On Wed, 06 Apr 2011 12:34:26 -0700, Linda Walsh wrote:
I was downloading some product documentation from the
documentation section on:
http://www.lsi.com/channel/products/jbods/sata_sas_jbods/630j/index.html
Specifically, I tried:
http://www.lsi.com/DistributionSystem/User/AssetMgr.aspx?asset=54432
http://www.lsi.com/DistributionSystem/User/AssetMgr.aspx?asset=54841
http://www.lsi.com/DistributionSystem/User/AssetMgr.aspx?asset=54435
They all load smallish pdf's:
(from log monitor:)
+63.50 346ms; ln=473 (1.3K/7.4) TCP_MISS/200 <Athenae2 [HEAD
http://www.lsi.com/DistributionSystem/User/AssetMgr.aspx?asset=54841
-
HIER_DIRECT/www.lsi.com application/pdf ]
+7.01 220ms; ln=462 (2.1K/65.9) TCP_MISS/200 <Athenae2 [HEAD
http://www.lsi.com/DistributionSystem/User/AssetMgr.aspx?asset=54435
-
HIER_DIRECT/www.lsi.com application/pdf ]
+6.21 23914ms; ln=5051477(206.3K/795.4K) TCP_MISS/200 <Athenae2
[GET
http://www.lsi.com/DistributionSystem/User/AssetMgr.aspx?asset=54432
-
HIER_DIRECT/www.lsi.com application/pdf ]
----
The first two requests here are HTTP "HEAD"[er] requests, which do not
actually retrieve any of the body to be cached but could cache the
headers that come back. The third is a GET which might be cached, but
will be a MISS if the existing cache only has HEAD[er] details.
Now I've tried several mods in my squid.conf file (how do you
squid to display it's version? I tried --version, but
no go) -- am running something like Squid 3.2.0.4 (at least
it's the last entry in the 'Changelog' on disk; it signs on
as "Head-BZR").
Thanks, that is about as good as you are likely to get. ('3.2.0.4 plus
some patches').
FYI: "squid -v" for the version and build info.

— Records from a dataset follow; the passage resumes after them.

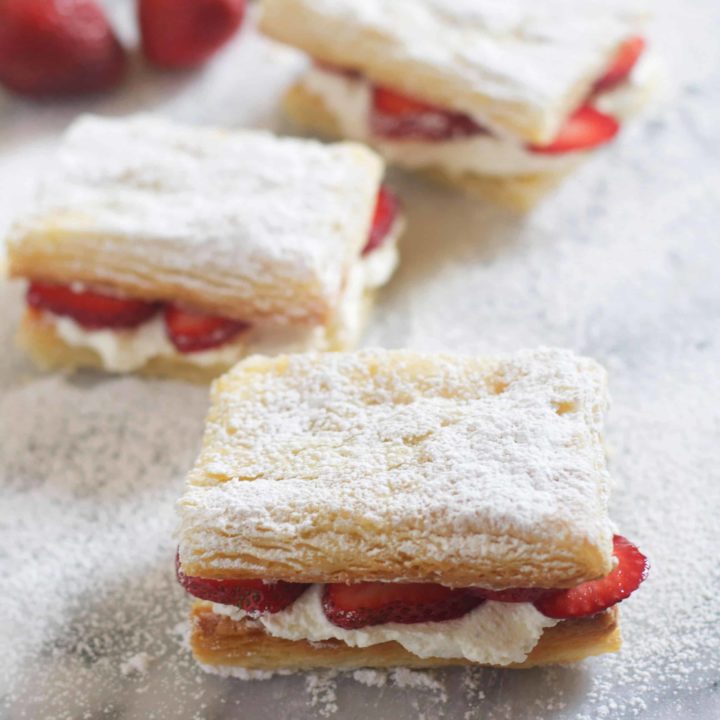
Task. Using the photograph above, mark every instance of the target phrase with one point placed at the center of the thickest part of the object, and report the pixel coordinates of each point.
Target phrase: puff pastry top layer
(519, 65)
(235, 222)
(397, 466)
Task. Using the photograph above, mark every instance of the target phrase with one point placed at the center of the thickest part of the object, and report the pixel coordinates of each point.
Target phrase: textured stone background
(621, 264)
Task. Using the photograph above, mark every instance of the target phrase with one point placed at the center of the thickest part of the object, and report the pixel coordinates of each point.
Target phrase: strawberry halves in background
(66, 48)
(185, 33)
(58, 48)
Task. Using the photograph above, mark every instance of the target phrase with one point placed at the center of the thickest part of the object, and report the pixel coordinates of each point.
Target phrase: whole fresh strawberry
(58, 48)
(185, 33)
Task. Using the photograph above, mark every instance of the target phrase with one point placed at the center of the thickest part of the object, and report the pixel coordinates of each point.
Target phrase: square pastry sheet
(621, 264)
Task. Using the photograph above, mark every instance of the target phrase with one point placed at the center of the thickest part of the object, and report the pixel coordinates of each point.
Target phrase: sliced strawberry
(595, 596)
(58, 47)
(252, 596)
(375, 603)
(386, 213)
(625, 60)
(392, 103)
(91, 309)
(586, 128)
(511, 595)
(191, 331)
(400, 117)
(185, 33)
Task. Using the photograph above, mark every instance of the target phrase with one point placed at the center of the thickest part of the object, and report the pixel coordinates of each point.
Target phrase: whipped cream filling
(128, 350)
(349, 99)
(493, 633)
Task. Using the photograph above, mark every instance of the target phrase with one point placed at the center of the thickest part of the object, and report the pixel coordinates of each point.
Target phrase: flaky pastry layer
(38, 336)
(517, 192)
(219, 641)
(476, 57)
(237, 223)
(398, 466)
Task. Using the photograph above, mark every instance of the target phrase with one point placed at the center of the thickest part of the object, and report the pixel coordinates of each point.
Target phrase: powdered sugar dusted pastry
(178, 250)
(404, 509)
(501, 98)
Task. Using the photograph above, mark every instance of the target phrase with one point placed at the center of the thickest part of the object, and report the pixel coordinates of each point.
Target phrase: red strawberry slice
(400, 117)
(252, 596)
(58, 47)
(586, 128)
(191, 331)
(595, 596)
(625, 60)
(91, 309)
(511, 595)
(375, 603)
(185, 33)
(392, 103)
(386, 213)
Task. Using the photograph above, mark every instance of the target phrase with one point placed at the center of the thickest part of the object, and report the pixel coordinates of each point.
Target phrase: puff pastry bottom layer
(40, 339)
(520, 192)
(220, 642)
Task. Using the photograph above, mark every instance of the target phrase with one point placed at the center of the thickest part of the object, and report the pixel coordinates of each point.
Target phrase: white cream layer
(349, 99)
(494, 633)
(128, 350)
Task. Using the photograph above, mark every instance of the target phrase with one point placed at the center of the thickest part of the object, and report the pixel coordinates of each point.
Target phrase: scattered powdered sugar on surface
(621, 265)
(136, 665)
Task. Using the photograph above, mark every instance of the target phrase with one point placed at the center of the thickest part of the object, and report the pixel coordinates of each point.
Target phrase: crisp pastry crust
(39, 338)
(518, 192)
(520, 66)
(396, 466)
(221, 642)
(238, 223)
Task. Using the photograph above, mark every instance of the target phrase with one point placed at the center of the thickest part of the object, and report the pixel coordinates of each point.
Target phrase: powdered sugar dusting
(280, 219)
(451, 463)
(538, 58)
(620, 266)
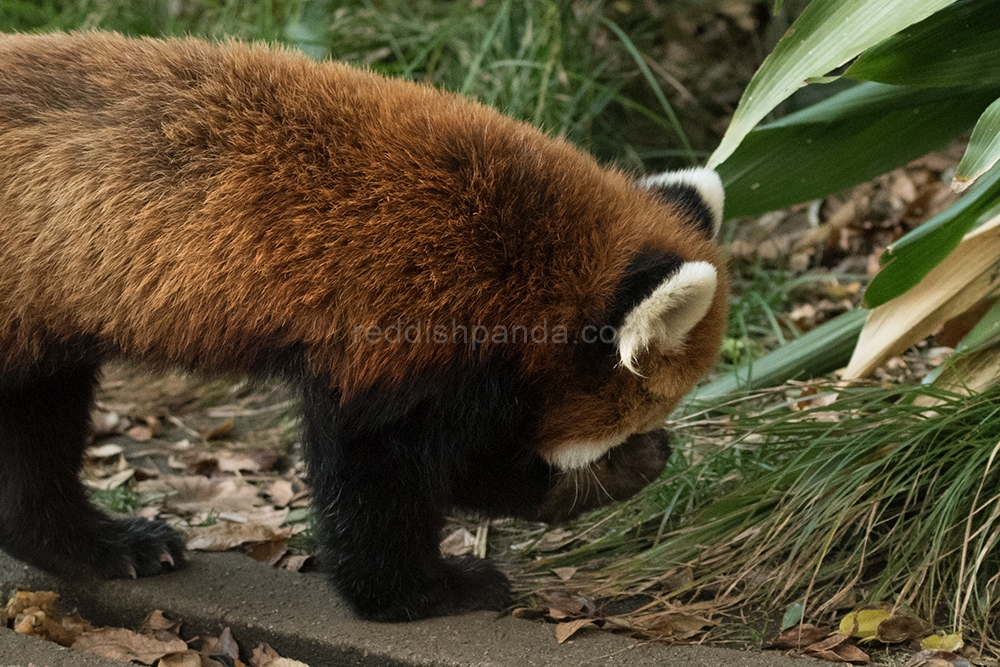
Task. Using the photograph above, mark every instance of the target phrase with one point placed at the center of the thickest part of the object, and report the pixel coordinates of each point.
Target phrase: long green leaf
(958, 46)
(984, 147)
(825, 36)
(846, 139)
(908, 260)
(826, 348)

But in your case that
would show the same 3.HEAD-BZR for version.
NP: It gets a bit difficult to track in the HEAD code. The daily
snapshots have a 3.HEAD-$date, but anything more live than that requires
--build-info parameter added with something to identify it.
Things I have tried:
1) commenting out:
'acl QUERY urlpath_regex cgi-bin \?'
'cache deny QUERY'
Good. Using that would absolutely prevent caching those requests.

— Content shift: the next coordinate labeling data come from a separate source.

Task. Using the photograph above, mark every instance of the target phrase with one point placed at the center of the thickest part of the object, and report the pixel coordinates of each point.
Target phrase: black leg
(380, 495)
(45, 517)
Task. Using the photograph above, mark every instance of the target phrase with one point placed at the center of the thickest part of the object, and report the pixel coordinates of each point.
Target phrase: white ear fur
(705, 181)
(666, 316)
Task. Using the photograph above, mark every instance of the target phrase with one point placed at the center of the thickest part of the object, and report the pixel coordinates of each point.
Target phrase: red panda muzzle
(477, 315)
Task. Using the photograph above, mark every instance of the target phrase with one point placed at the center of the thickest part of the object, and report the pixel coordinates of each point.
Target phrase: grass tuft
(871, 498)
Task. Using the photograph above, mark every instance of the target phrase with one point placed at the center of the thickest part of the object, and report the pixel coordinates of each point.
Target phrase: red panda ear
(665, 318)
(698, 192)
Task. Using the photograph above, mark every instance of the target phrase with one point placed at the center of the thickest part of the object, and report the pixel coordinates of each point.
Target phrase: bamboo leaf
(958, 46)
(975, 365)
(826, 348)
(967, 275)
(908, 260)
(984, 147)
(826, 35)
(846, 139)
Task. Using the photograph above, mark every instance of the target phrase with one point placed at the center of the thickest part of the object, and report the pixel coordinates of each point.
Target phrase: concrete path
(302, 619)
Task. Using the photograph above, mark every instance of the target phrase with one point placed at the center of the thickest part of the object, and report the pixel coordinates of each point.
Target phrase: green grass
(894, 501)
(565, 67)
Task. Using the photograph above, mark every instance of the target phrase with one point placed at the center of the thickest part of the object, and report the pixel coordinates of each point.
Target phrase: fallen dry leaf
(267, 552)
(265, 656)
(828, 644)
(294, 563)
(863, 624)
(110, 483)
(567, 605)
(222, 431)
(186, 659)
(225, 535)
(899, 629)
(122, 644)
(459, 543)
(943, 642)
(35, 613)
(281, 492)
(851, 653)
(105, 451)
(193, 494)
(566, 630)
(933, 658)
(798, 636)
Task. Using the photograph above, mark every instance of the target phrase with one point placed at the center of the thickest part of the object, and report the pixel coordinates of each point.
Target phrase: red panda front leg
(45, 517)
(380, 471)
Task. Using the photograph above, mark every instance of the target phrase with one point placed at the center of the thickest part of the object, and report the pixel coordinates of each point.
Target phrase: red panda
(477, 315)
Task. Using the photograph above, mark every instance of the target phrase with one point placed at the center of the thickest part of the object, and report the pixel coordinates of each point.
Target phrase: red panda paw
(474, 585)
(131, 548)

Regardless of any other problems.
This change has made the cacheability go from NO to MAYBE. Other
factors (like the HEAD/GET difference) will still make the MAYBE go to a
definite decision.
2) adding back:
'acl QUERY urlpath_regex cgi-bin \?'
'cache allow QUERY' ## Note changed it to 'allow'
Should not have any effect.
3) commenting out:
'hierarchy_stoplist cgi-bin ?'
Note -- didn't think I needed this, as I had no other
caches I was querying from, but a comment further on down
under 'nonhierarchical_direct', said,
"By default, squid will send any non-hierarchical
requests (matching hierarchy_stoplist or not cachable
request type) direct to origin servers. If you
set this to off, Squid will prefer to send these request
to parents."
I took the comment to indicate that if something was in the
hierarchy_stoplist, it would also prevent caching, thus my try
in disabling it
These only come into affect if fetching from a peer. Removing
hierarchy_stoplist will allow matching peer-sourced replies to maybe be
cached here and maybe in the peer.
4) In my refresh patterns, I have entries for ftp and gopher
and one for ".": (which presumably would match everything else):
refresh_pattern . 0 20% 4320
To that line I have tried adding a bunch of keywords
(note, it's all 1 line in the squid.conf file, no backslashes):
refresh_pattern . 0 20% 4320 ignore-no-store \
ignore-no-cache ignore-private ignore-auth override-expire \
reload-into-ims
The only ones I haven't tried yet are 'refresh-ims',
'override-expire' and 'override-lastmod', but those shouldn't
be needed and might cause more headaches than it is worth.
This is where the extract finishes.